February 16, 2017 - by George Ross, Jean-Monnet Chair ad personam, Université de Montréal
Brexit began with UK PM David Cameron’s flawed strategy to keep Eurosceptics under control by calling the June, 2016 national referendum whose results cost Cameron his job. What soon followed showed, in Jeremy Kinsman’s words, that the Brexiters were « …the dog that caught the bus : they hadn’t thought what to do next. » The absence of plans was evident in new PM Teresa May’s puzzling announcement that « Brexit means Brexit. »

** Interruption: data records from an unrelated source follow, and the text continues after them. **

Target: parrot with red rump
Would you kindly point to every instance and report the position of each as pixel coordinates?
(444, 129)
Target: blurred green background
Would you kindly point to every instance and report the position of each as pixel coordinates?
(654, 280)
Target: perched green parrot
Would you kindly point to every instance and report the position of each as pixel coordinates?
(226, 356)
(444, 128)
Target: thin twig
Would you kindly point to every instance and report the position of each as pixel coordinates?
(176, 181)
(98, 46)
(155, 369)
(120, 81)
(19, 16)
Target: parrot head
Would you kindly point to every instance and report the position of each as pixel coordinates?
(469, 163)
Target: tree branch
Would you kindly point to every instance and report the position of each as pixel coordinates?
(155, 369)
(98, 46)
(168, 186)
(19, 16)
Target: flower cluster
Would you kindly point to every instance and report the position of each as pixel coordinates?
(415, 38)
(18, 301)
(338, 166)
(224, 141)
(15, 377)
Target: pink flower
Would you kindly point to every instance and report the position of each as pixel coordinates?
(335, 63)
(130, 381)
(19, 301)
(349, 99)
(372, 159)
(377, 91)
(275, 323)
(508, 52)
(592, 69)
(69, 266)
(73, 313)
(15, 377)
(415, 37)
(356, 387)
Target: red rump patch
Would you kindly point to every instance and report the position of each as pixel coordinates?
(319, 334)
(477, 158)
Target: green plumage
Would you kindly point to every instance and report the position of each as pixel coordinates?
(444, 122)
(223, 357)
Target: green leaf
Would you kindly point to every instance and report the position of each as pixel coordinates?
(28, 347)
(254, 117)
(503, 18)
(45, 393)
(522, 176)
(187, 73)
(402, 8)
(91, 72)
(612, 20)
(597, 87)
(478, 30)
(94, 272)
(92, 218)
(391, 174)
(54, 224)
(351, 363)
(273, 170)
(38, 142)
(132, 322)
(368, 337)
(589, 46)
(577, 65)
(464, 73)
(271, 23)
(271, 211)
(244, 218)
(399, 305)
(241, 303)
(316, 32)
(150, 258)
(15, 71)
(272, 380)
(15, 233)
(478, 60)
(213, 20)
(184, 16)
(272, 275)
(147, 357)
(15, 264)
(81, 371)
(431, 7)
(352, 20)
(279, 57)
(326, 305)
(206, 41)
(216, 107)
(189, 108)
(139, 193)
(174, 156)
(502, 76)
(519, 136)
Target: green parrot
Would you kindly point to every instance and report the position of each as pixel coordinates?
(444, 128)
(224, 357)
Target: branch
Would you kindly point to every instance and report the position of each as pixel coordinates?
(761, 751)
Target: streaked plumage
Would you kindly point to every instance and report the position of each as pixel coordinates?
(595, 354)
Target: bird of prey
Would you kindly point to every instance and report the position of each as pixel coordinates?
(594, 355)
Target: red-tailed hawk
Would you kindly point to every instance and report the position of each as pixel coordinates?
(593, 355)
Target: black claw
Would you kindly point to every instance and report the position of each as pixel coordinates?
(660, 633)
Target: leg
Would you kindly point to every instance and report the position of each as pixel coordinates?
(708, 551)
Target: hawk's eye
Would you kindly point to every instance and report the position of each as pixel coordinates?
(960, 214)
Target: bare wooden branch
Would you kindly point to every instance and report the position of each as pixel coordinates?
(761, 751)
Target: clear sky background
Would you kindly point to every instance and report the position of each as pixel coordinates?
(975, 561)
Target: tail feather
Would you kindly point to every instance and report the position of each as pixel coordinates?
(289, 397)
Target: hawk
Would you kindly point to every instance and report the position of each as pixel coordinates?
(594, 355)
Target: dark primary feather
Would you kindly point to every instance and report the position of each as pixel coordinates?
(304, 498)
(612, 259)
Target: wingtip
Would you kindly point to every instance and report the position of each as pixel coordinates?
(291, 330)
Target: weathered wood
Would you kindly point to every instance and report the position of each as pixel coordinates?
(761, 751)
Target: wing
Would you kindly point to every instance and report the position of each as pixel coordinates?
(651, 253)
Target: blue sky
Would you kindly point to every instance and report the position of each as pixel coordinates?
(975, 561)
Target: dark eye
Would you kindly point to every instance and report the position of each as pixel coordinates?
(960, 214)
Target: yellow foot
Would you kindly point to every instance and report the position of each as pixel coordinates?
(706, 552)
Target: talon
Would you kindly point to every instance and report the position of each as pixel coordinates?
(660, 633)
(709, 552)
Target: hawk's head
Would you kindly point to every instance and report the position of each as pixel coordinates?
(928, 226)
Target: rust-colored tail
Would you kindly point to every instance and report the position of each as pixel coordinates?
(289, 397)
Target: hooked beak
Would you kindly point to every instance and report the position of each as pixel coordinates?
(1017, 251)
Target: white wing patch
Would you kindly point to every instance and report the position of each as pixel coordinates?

There followed months of confusion. May appointed three leading Brexiters (including Boris Johnson, who had proposed that the UK could « …have its cake and eat it too») to top Brexit jobs, in part to keep them inside the government tent, but without knowing what they were to do. The new situation also disorganized the British civil service. Article 50 of the Lisbon Treaty had to be invoked to negotiate « leaving », but excepting those ready to jump over the Brexit cliff without knowing where they would land, leaving remained to be defined. Among the options were staying in the EU single market without a voice in EU affairs, staying in the EU customs union but jettisoning EU laws, regulations, and practices, « cherry picking » desirable parts of the EU (protecting the City of London and EU research and development, among others), or cutting EU ties and « going global. » Some even thought that people would return to their senses and overrule the referendum results.